When laying cables along structures, as well as near the terminations and joints, cables should be fixed. It is necessary because the cables are in the magnetic field of their neighbours, and according to Ampere’s law, forces arise between the cables:
➡️ In normal mode.
➡️ When switching cables.
➡️ In case of a short circuit.

The most dangerous forces occur during short circuits. The force between the cables is proportional to the current in each of the cables, and therefore single-phase short circuits are not considered when calculating the forces. All attention is paid to two-phase and three-phase short circuits.

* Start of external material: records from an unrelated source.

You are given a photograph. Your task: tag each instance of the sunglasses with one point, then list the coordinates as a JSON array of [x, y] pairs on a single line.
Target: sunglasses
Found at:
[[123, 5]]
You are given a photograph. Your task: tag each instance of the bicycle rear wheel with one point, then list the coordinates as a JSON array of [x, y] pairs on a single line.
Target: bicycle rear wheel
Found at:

At 50 Hz, the force between the cables varies over time, and the cables “oscillate” at twice the frequency of the current. Cables can move:
👉 To each other (if the currents in them are of the same sign).
👉 From each other (if the currents in them are of different signs).

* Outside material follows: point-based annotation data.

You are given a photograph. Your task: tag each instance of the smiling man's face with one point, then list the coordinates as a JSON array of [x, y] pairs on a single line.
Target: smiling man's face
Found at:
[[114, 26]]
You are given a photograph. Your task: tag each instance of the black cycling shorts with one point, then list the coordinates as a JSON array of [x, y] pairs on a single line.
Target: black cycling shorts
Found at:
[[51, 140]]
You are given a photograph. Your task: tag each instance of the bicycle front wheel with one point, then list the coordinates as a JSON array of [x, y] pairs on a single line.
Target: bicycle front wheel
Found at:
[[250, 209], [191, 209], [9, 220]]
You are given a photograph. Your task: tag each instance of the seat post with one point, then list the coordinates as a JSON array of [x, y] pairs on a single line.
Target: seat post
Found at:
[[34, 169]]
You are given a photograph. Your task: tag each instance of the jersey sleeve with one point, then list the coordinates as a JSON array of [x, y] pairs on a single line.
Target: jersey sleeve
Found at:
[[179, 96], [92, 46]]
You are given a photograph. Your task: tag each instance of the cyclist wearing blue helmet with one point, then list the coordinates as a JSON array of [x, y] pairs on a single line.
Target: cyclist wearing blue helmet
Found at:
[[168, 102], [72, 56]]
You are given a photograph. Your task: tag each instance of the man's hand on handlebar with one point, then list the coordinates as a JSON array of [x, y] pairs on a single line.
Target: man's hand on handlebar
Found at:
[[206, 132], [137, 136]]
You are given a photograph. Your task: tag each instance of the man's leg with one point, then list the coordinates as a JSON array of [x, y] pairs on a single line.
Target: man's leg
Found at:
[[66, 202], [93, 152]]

For two-phase short circuit (two cables), an example of currents and forces is shown in the figures. For the phase shift of 120°, the coefficient Km =0.15 can be used to calculate the maximum force (Fm). In general, for a two-phase short circuit, the currents in two cables may not have a shift of 120° (due to the presence of zero sequence). Therefore, it can be Km=0.1-0.2.

For three-phase short circuit (three cables), the situation is more complicated, since the force on each cable is determined not by one neighbour, but by two at once, and the sum of force vectors is required. However, it is convenient that a three-phase short circuit is always a positive sequence mode (without zero), and therefore the shift between the sinusoids of the currents of phases A, B, C is always 120°.

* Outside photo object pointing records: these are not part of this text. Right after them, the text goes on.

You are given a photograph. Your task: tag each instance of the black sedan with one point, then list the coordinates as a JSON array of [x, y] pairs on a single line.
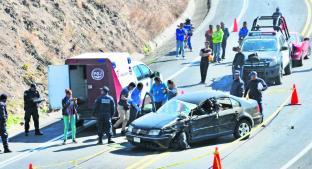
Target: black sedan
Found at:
[[194, 117]]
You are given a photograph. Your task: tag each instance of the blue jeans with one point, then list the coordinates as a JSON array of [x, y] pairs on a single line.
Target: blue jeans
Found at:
[[180, 47], [216, 51], [189, 44]]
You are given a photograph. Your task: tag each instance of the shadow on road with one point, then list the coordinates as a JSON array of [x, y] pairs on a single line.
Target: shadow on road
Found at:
[[51, 131], [188, 86], [223, 83], [302, 71], [75, 148]]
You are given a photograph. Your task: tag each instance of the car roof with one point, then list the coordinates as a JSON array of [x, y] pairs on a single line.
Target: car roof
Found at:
[[101, 55], [262, 35], [200, 96]]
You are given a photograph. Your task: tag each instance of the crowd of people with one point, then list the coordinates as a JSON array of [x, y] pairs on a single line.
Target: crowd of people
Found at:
[[130, 97]]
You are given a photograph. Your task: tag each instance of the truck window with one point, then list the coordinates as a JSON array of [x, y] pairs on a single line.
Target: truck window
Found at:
[[145, 71], [137, 73]]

The results of calculating the coefficients (Km) for two-phase and three-phase short circuits are shown in the table. It can be seen that coefficient (Km) is almost always less than 0.2.

In the general case, the force calculation should take into account that currents are not only sinusoids, but also have aperiodic components, which is reflected in the formula shown at the bottom. According to this formula, based on the short-circuit current (usually three-phase), the force between the cables is determined and the following is selected:
✅ The cleats required for withstanding such a force.
✅ The distance between the cleats (the formula gives the force per 1 m length).

Interestingly, cleat manufacturers like to make videos of how their cleats withstand large forces between cables. On such videos, they always indicate the short-circuit current and time, but rarely indicate other key information:
👉 The presence of an aperiodic component and the rate of its attenuation.
👉 The distance (S) between the axes of the cables.
👉 The distance between the cleats (number of cleats per 1 m).
👉 The damage to the cable outer sheath caused by the cleats (it’s good that the cleats withstood the short circuit in operation, but could we use a deformed cable then?).

AFTERWORD
There is an international standard IEC 61914 that covers cable cleat testing. However there are many things missing in this IEC. For example, it doesn’t contain:
1️⃣ The concept of the “shift between currents”, on which the force depends. This concept is demonstrated in the post using the example of two cables.
2️⃣ The ratio of positive and zero sequence currents and their effect on the forces between the cables.
3️⃣ The attenuation rates of the aperiodic component (it can be very different, and this is not mentioned, and it is not normalized in any way in the standard).
4️⃣ The concept of not only the maximum force, but also the effective value of the force (since the force is variable during the period).
5️⃣ Checking not only the cleats for “passed” or “failed”, but also the inspection of the cables. There are cleats on the market that meet this IEC 61914, but in fact they damage the cable in many places when it is short-circuited.
6️⃣ etc.

I don’t think that IEC 61914 is OK. Publications like this post are very good at showing what is wrong and what needs to be changed. It’s never too late to learn. The cable industry is constantly changing.